Schild zur Dacke Höhle

Brennender Schmerz durchfährt Nils Dacke, als sich die Kugel in seinen linken Oberschenkel bohrt, wieder austritt und dann auch den rechten Oberschenkel zertrümmert. Er brüllt auf, kann sich nicht länger auf den Beinen halten und fällt vornüber auf den eisigen und hartgefrorenen Boden. Schüsse knallen, Kugeln zischen durch die Luft, das Geschrei tausender Soldaten dröhnt, Schmerzensschreie der Verletzten und Sterbenden, Eisen schlägt auf Eisen. Zwei Bauern entdecken Nils Dacke am Boden, sie packen ihn und schleifen ihn davon. Weg vom Getümmel und Kampfeslärm, tief in den Wald zu einer Höhle, in der sie ihn verstecken. Würden die königlichen Soldaten ihn finden, stünde ihm ein langer qualvoller Tod bevor. Das weiß jeder.

In dieser Höhle bei Virserum soll Nils Dacke versteckt worden sein.
Die Dacke-Höhle bei Virserum

Ohne ihren Anführer fällt die Gegenwehr des bäuerlichen Heeres, in dem ohnehin schon Chaos geherrscht hat, in sich zusammen. An diesem 20. März 1543 erringen die Truppen des schwedischen Königs Gustav Vasa in der Schlacht bei Virserum einen triumphalen Sieg über die aufständischen Bauern. Es ist der Wendepunkt. Nils Dacke ist zwar noch nicht tot, doch nun beginnt eine regelrechte Hetzjagd auf ihn – vom König selbst beauftragt.

Auf den Spuren von Nils Dacke in Virserum

Wer heute Virserum besucht, stößt ständig auf Nils Dacke. Am Ortseingang begrüßt eine kleine Statue den Besucher, im Zentrum steht er – hier größer und mit Armbrust – auf einem hohen Sockel. Wer einen Spaziergang um den Virserumsee macht, kommt am Schauplatz der Schlacht und an jener Grotte, in der der Verletzte verborgen wurde, vorbei. Auch bei Vissefjärda an der Grenze von Kalmar län und Blekinge, die Region, aus der Nils Dacke kam und wo er starb, gibt es Gedenksteine und einen Dacke-Weg. Und das Fährunternehmen TT-Line hat sogar eines seiner Schiffe nach ihm benannt. Wer war dieser Mann, der von König Gustav Vasa rigoros bekämpft wurde und der heute – zumindest in Småland – als Volksheld verehrt wird?

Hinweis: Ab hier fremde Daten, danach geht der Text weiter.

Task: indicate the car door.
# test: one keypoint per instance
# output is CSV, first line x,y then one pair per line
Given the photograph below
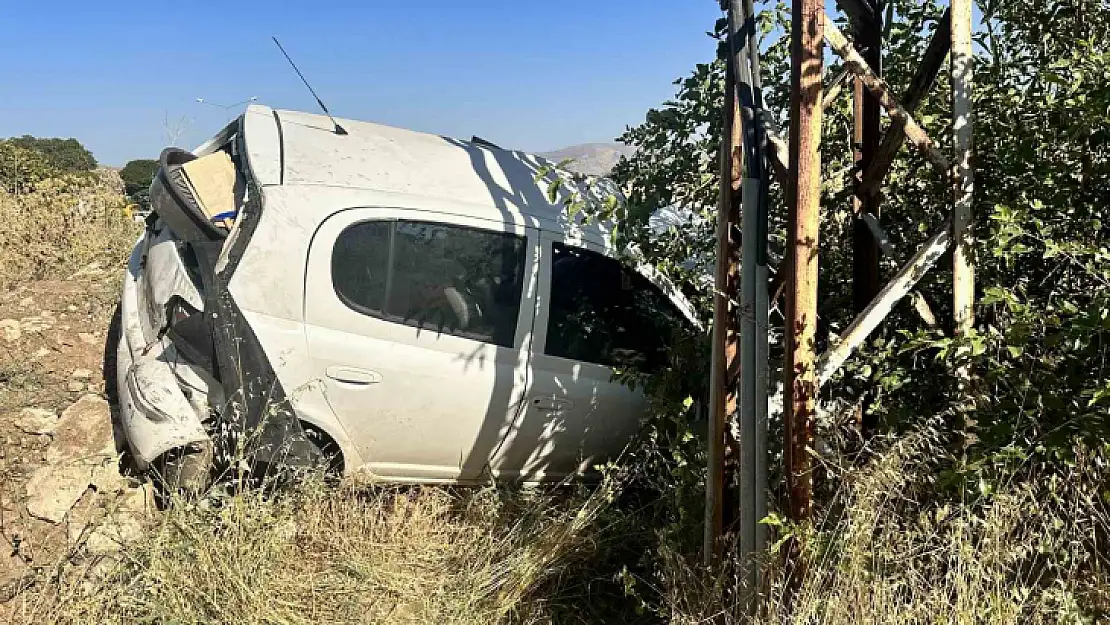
x,y
419,328
593,314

Dacke-Statue am Ortseingang von Virserum
Dacke-Statue am Ortseingang von Virserum …
Dacke-Statue in Virserum
… und im Ort.

Gustav Vasa und Nils Dacke – Gegenspieler in einer Zeit des Umbruchs

Nils Dacke ist ohne die Herrschaft Gustav Vasas nicht denkbar. Wenn man so möchte, hat erst der König den Bauernführer, den er später bekriegte, groß gemacht. Gustav Vasa kämpfte für die schwedische Unabhängigkeit und gegen den dänischen König Kristian II., der als Herrscher über die Kalmarer Union auch schwedischer König war. Dieser Kampf, reich an Mythen und großen Geschichten, endete mit dem Sieg Gustav Vasas und dessen Krönung zum König eines unabhängigen Schwedens am 6. Juni 1523 – bis heute der schwedische Nationalfeiertag. Doch Gustav Vasa wollte nicht nur die Unabhängigkeit, er wollte mehr: ein straff organisiertes und vor allem zentralistisch gesteuertes Reich mit dem König unumschränkt an der Spitze und Stockholm als Machtzentrum. Vögte wurden eingesetzt, die für den König Steuern eintrieben und die Herrschaft durchsetzten.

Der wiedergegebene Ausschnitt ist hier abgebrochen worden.